それはそうと、大きな疑問は『材料を加工してモノに変えて事業に使用する場合、どうすべきか』ということです。

疑問に思ったので税理士さんに軽く相談してみました。

家事消費には該当しない

まず、やはり材料を別の勘定科目として消費する場合には家事消費には当たらないそうです。

振替か家事消費に当たるかは『事業に使用する』のか『私用』なのかがキーポイント。

  • 商品に加工するつもりで購入した金具をラッピングに使用した→仕入から荷造運賃費に
  • 商品をサンプルとして使用した→材料費から広告宣伝費に
  • 商品を自分用に使った→売上発生(家事消費)

ちなみに、上記の例の振替先の勘定科目はあくまでも例なので、自分の所で採用している勘定科目に振替しましょう。

また、先述の通り家事消費として売上を立てる時は『仕入れ値』もしくは『販売価格×70%』のどちらか高い方を採用するルールがあります。

ハンドメイド作家さんの場合はちょっと手間ですが、材料費を計算して販売価格と比較してみて下さい。

  • 材料費500円/販売価格1500円(70%で1,050円)→売上1,050円
  • 材料費1,000円/販売価格1,200円(70%で840円)→売上1,000円

ということで、私の『作ったポーチを備品にしたい』場合は家事消費には該当しないため振替処理をすることになります。

なお、三分法・分記法の記帳の仕方については今回は割愛します。

結論:原価で振替する

税理士さんいわく、人件を考慮しなければ原価で備品に振替すればOKとのことです。

家事消費の時の価格の算出方法はあくまでも家事消費の時のみに適用される計算なので、気にせず原価を使えば良いようですね。

例のポーチも原価を計算して約320円ということがわかりました。私の場合はこのように帳簿に記入します。

(借方)備品320円/(貸方)仕入320円

たとえ商品として販売するものであっても同様です。

今回のポーチを2つ作成して『1つは手渡しで販売、1つは備品にしたい』という状況だった場合は、こちらの2行を記帳します。

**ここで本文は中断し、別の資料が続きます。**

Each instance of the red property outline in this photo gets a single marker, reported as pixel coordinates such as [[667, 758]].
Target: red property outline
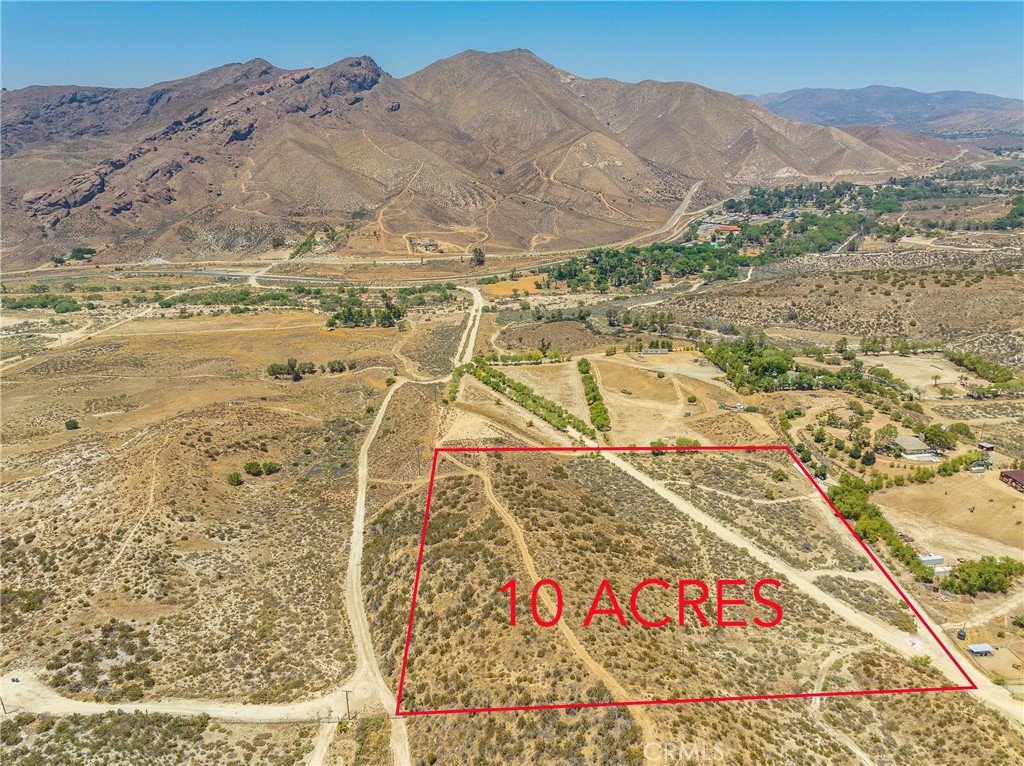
[[419, 563]]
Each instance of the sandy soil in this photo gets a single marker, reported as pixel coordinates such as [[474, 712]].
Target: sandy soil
[[919, 372]]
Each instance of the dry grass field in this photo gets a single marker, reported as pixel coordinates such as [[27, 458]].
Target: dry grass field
[[565, 337], [976, 504]]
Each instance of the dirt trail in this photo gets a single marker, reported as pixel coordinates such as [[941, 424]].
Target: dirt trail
[[987, 691], [639, 715], [367, 669], [142, 516], [324, 738], [468, 342], [816, 707]]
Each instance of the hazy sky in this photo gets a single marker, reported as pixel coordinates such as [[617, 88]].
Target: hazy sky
[[742, 47]]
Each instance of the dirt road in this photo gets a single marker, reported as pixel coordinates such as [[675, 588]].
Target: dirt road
[[987, 691], [616, 690]]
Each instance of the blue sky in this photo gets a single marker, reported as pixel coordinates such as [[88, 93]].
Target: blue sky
[[742, 47]]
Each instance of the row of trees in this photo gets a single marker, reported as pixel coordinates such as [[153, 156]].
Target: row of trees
[[59, 303], [296, 370], [603, 268], [598, 412]]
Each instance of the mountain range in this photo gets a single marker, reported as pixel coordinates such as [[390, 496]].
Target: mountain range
[[957, 114], [503, 151]]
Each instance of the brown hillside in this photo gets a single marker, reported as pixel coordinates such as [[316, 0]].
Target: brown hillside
[[499, 150]]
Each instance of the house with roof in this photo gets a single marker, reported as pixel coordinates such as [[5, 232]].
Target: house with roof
[[1014, 478]]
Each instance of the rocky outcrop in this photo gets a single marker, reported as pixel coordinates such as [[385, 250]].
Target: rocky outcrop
[[57, 203], [241, 134]]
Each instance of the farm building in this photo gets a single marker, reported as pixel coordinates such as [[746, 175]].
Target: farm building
[[911, 445], [1013, 478]]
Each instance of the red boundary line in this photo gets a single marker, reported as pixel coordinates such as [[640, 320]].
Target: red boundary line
[[752, 448]]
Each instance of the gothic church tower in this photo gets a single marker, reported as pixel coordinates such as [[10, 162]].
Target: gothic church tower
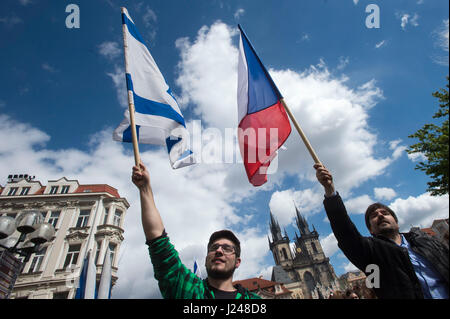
[[305, 268]]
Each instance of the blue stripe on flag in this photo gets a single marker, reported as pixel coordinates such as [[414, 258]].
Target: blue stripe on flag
[[132, 28], [129, 82], [195, 267], [127, 134], [171, 141], [145, 106], [262, 91]]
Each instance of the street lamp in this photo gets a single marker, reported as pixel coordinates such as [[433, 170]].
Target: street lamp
[[31, 226]]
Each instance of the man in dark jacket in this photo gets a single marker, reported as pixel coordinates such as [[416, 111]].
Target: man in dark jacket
[[411, 265]]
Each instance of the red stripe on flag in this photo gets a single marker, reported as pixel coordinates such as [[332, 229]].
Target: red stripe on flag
[[260, 135]]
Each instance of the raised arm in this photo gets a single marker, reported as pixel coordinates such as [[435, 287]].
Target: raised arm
[[325, 178], [151, 219]]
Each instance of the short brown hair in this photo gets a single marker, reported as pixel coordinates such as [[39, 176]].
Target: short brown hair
[[373, 208]]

(三分法の場合)

(借方)備品320円/(貸方)仕入320円
(借方)現金1,000円/(貸方)売上1,000円
——
→備品320円、仕入320円、売上1,000円
→1,000円-320円で、利益は680円

私のように1人でほそぼそとやっているような事業なら、人件費って言ってもね…というケースがほとんどだと思います。

もちろん私もそうです。作っている時間も半分以上はスキルアップと練習なので、人件費についてはもともと考慮する予定はありませんでした。

しばらくは「人件費…」というような状況で続けていく予定なので、このような記帳で問題なく続けていけるはず。

記帳はこまめに。

三分法では期末(年末)に仕入金額と実際の材料在庫のすり合わせを行いますが、この振替をしておかないと棚卸し時に謎が残って損失が生じます。

今回は微々たるものでしたが、1つならまだしも10、20と増えていくと万単位になってくるのは明白です。私はかなりズボラな方なのでしっかり管理しなくてはいけませんね(笑)

年末の棚卸しと来年の確定申告が少しでも楽になるように、気を引き締めたいと思います。

ハンドメイド事業を始めた初心者さんならよくある事例だと思うので、私と同じように疑問を感じた方の参考になれば幸いです。